Le bureau national du SNEP-FSU fustige un gouvernement qui "utilise le sport comme variable d’ajustement, impactant une fois de plus les familles les plus modestes".

"Sous prétexte de mieux cibler l’aide pour les adolescents, le gouvernement prive des millions d’enfants de 6 à 13 ans d’une aide financière qui favorisait leur inscription dans des associations sportives. Cette aide encourageait des habitudes de pratique sportive qu’ils pouvaient conserver toute leur vie", dénonce le syndicat. 

"En guise d’héritage des JOP de Paris 2024, les moyens pour la jeunesse et le sport doivent être renforcés. Une véritable politique de démocratisation de la pratique sportive en France doit être mise en œuvre. C’est à la fois un enjeu culturel et de santé publique", affirme-t-il.

- Les fédérations se mobilisent -

Alors que la France se prépare à accueillir une nouvelle fois les Jeux olympiques en 2030, cette fois-ci d'hiver, c'est l'incompréhension qui règne au sein des fédérations et des ligues, que ce soit à La Réunion ou dans l'Hexagone

La fédération de ski, directement concernée par les prochains JO, a d'ailleurs protesté contre "une décision regrettée par de nombreuses fédérations comme la nôtre et le Comité national olympique et sportif français", qu'elle soutient "dans sa demande au gouvernement de nous permettre de continuer à promouvoir nos pratiques auprès de tous". 
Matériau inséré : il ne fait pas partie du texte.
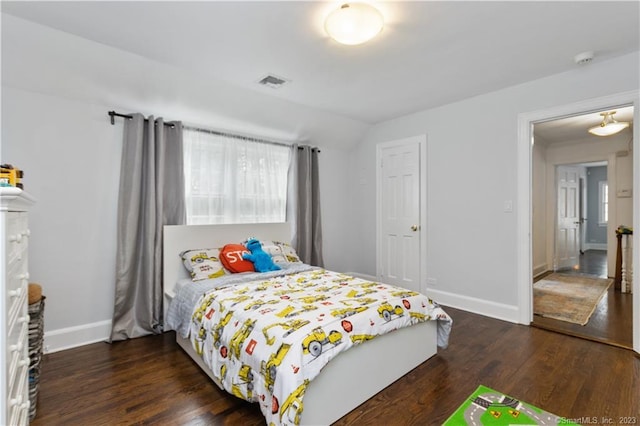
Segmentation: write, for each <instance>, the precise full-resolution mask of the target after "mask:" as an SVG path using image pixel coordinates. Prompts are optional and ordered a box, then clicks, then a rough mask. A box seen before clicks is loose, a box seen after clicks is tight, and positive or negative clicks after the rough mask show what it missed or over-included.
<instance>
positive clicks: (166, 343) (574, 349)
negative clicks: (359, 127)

Amélie Oudéa-Castéra, ancienne ministre des Sports pendant les JO 2024 et nouvellement arrivée à la tête du CNOSF,  a en effet dénoncé le rabotage.

"Mettre à bas le Pass Sport est une décision néfaste, qui va priver des milliers d’enfants d’un accès à la pratique sportive, connue pour améliorer le bien-être physique et mental, mais aussi les performances cognitives et scolaires", a-t-elle écrit, estimant que le sport a déjà fait "trop d’efforts".

La fédération de Judo, qui a brillée lors des JO 2024, fustige la suspension du Pass’Sport pour les 6-13 ans et le gel du programme 1000 Dojos, qui "constitue un signal d’alerte pour l’ensemble du mouvement sportif". Un "kit de mobilisation" a été mis à disposition des licenciés pour interpeller le gouvernement.

Même son de cloche à la fédération de football, qui pointe une mesure d’économie "préjudiciable à l’héritage attendu des Jeux Olympiques et Paralympiques". "Sur les 977 000 licenciés de moins de 14 ans que compte la FFF, 375 000 d’entre eux bénéficiaient jusqu’à aujourd’hui du Pass’Sport. Dès la rentrée prochaine, ils seront exclus du dispositif", dénonce-t-elle. 

En attendant une réponse du gouverenment, les clubs devront s'adapter. "Certains vont fermer. Nous, nous n'allons pas dire à nos enfants "non, ta licence n'est pas payée, donc tu ne joues pas", il faudra donc s'adapter", conclut Fabrice Sanson.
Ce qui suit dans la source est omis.